Gelinen aşamada Suriye iç bütünlüğünü kaybetmiş, on milyonlarca insanın yerlerinden edildiği, çoğunun ülke dışında mülteci konumda olduğu, Türkiye, Rusya, İran ve ABD askerlerinin konuşlandığı bir yürüyen ölü konumunda. Hâlâ kâğıt üzerinde sınırlarının belli olması Suriye’nin toprak bütünlüğünü garanti altına almıyor maalesef. Esed rejimi, kendi bölgesinde İran ve Rusya’nın desteği ile zar zor ayakta durabiliyorken kontrolü altındaki nüfusa tatmin edici ölçüde ne güvenlik ne de gıda temin edebiliyor. İsrail’in, canı istediği zaman bombaladığı bir yeden bahsediyoruz. Ülkenin Fırat’ın doğusundaki önemli bir kısmı, ABD desteği ile PKK/YPG’nin kontrol altında. Burada, özellikle Suriye’nin çok fazla ihtiyacı olduğu enerji kaynakları var. Diğer alanlarda ise Türk askeri ve onun eğitip donattığı Suriye Millî Ordusu hâkim. İdlib bölgesi ise HTŞ’nin varlığı ile daha da çetrefilli bir görüntüye sahip.
Bölgede yaşanan kaos ve çatışmalar Suriye’yi etkilerken İsrail, PKK/YPG gibi terör örgütlerini Türkiye ve diğer aktörlere karşı kullanmak için kullanışlı araç olarak görüyor. Bu da ‘PKK/YPG’nin oluşturduğu tehdidi daha da tahkim ediyor’ denilebilir. Türkiye’nin, Suriye’de kendisine yönelen mevcut ve olası tehditleri bertaraf edebilmek adına hızlı hareket etmesi gerekiyor.
Bu bağlamda Türkiye’nin önünde birkaç senaryo var diyebiliriz.
Birincisi, mevcut durumun statüko hâline gelmesi. Türkiye’nin Suriye Millî Ordusu ile birlikte kontrol ettiği bölgelerin ihya edilerek korunması karşısında ise ABD/PKK/YPG bölgesi ile rejimin İran/Rusya varlığı ile muhafazası. Bu durumda Türkiye özellikle PKK/YPG bölgesini zaman zaman askerî olarak hedef alıp var olan tehdidi kontrol altında tutma ve sınırlama stratejisini içerecektir. Dekapitasyon süreci ile PKK’nın Suriye’deki lider kadrosu hedef alınarak örgütün Irak-Suriye hattındaki komuta kontrol yapısı zayıflatılmaya çalışılacak. Ancak ABD’nin himayesi ve askerî yardımları, PKK/YPG’nin Suriye ayağını gittikçe daha da güçlendirecek, kurumsal bir yarı-devlet mekanizması da adım adım inşa edilecektir. Bu da Türkiye için bu senaryonun kabul edilebilir olmasını zorlaştıran bir etki üretir.

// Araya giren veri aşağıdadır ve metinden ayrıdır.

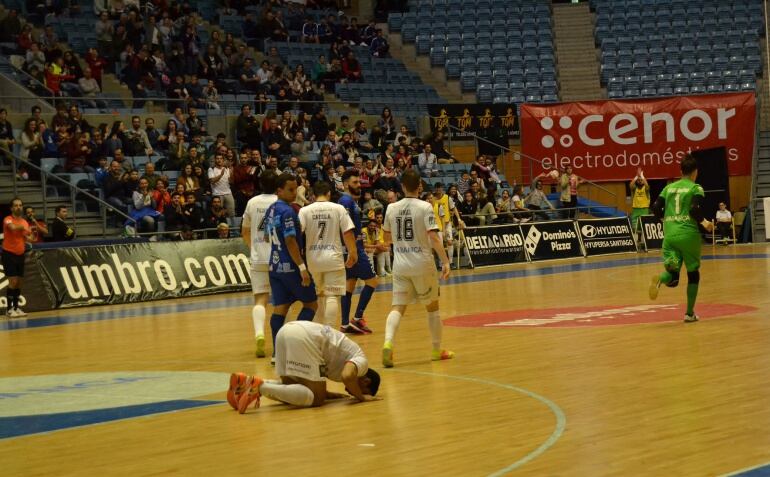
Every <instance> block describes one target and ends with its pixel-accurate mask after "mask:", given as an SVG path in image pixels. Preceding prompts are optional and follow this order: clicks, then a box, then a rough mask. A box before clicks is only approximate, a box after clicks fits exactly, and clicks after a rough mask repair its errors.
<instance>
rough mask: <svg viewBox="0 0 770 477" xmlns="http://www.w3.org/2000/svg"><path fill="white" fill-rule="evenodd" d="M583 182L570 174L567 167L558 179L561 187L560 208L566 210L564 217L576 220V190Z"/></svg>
mask: <svg viewBox="0 0 770 477" xmlns="http://www.w3.org/2000/svg"><path fill="white" fill-rule="evenodd" d="M583 182H585V181H584V180H583V178H582V177H578V176H577V174H574V173H573V172H572V166H571V165H568V166H567V167H566V168H565V169H564V171H563V172H562V175H561V177H560V178H559V185H560V186H561V206H562V207H563V208H565V209H568V210H566V211H565V212H566V217H567V218H570V219H574V218H577V214H578V209H577V189H578V186H579V185H580V184H582V183H583Z"/></svg>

İkincisi, Trump döneminde ABD ile uzlaşarak PKK/YPG’ye verilen desteğin sonlandırılmasını sağlamak. Bu bağlamda TSK ve ABD ordusu, Suriye sahasında birlikte hareket etmeye başlar; ABD, Türkiye ile koordineli şekilde çekilirken; Türkiye, geride kalan PKK/YPG kadrolarını tasfiye ederken SDG’nin yapısı değiştirilerek Suriye Millî Ordusuna entegre edilir; ABD hava sahasında hâlâ etkin olurken yeni yapı, İran ve Esed rejiminin bölgede nüfuzunu artırmasını engeller.
Üçüncü senaryo ise ABD, Rusya, İran ve Esed rejimine rağmen Türkiye’nin, PKK/YPG’ye yönelik kapsamlı askerî harekâtlar başlatması. Tel Rıfat, Menbic, Ayn el Arap ve Kamışlı gibi bölgelerden PKK/YPG tasfiye edilebilir. Burada ilgili ülkelerle karşı karşıya gelinmesi ve olası askerî/iktisadi sonuçlar, yönetilmesi gereken önemli zorluklar olarak görülüyor. Bu senaryoda, PKK/YPG’nin Suriye’de oluşturduğu tehdit büyük ölçekte elimine edilirken mültecilerin geri dönebileceği geniş bir coğrafyada da kontrol sağlanmış olacaktır.